Workers or Consumers? A Survey Experiment on Citizens’ Interests in the Politics of Trade

Location: Buchanan C403

The UBC Institute for European Studies

and the Comparative, Canadian, and U.S. Politics Workshop 

present a talk by

Professor Ikuo Kume

University of Waseda, Tokyo


Visiting Scholar, UBC IES

Workers or Consumers? 

A Survey Experiment on the Duality of 

Citizens’ Interests in the Politics of Trade

Wednesday, February 26

Buchanan C403



N.B.: This will be a brown-bag event (bring your own lunch).

Abstract: What determines the attitudes of citizens toward international trade in advanced industrialized nations? The question raises an intriguing paradox for low-income citizens in developed economies. Increasing imports pose the most severe threat to job security for low-income citizens, who, on the other hand, reap the greatest benefits from cheaper imports as consumers. This paper considers the role of dual identities that citizens have as both income-earners and consumers, and investigates how attitudes towards trade differ depending on which aspect of respondents’ lives –i.e., work vs. consumption – is activated. The results of an originally-designed survey experiment conducted in Japan during the recession suggest that the activation of a consumer perspective is associated with much higher support for free trade. In particular, those respondents who have lower level of job security are the ones who, with consumer priming, increase their support for foreign imports.

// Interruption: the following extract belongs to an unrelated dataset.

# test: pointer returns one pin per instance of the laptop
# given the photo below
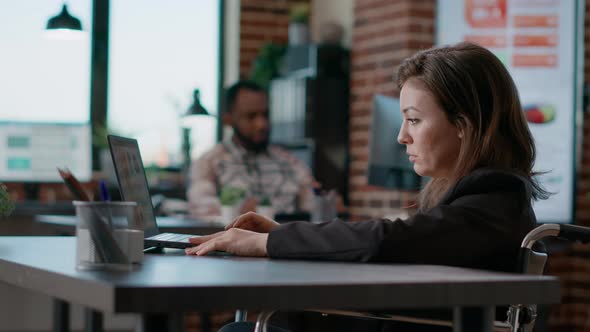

Bio: Ikuo Kume is Professor of Political Science at Waseda University, Japan, and currently a visiting scholar at the IES, UBC.  He received his Ph.D. from Cornell University.  His major English publications include Disparaged Success: Labor Politics in Postwar Japan (Cornell University Press), Local Government Development in Postwar Japan, (Oxford University Press; Co-editors with Michio Muramatsu and Farrukh Iqbal), Megumi Naoi & Ikuo Kume, “Explaining Mass Support for Agricultural Protectionism: Evidence from a Survey Experiment During the Global Recession” International Organization, Vol.65-4, 2011, Ellen M. Immergut and Ikuo Kume, editors, Crises of Governance: Institutions and the Politics of Change in Japan and Europe (Special Issue: Governance Vol. 19-1, 2006), Kathleen Thelen & Ikuo Kume, “Coordination as a Political Problem in Coordinated Market Economies”Governance Vol. 19-1, 2006, Kathleen Thelen & Ikuo Kume, “The effects of globalization on labor revisited: lessons from Germany and Japan,” Politics & Society,27(4), 1999.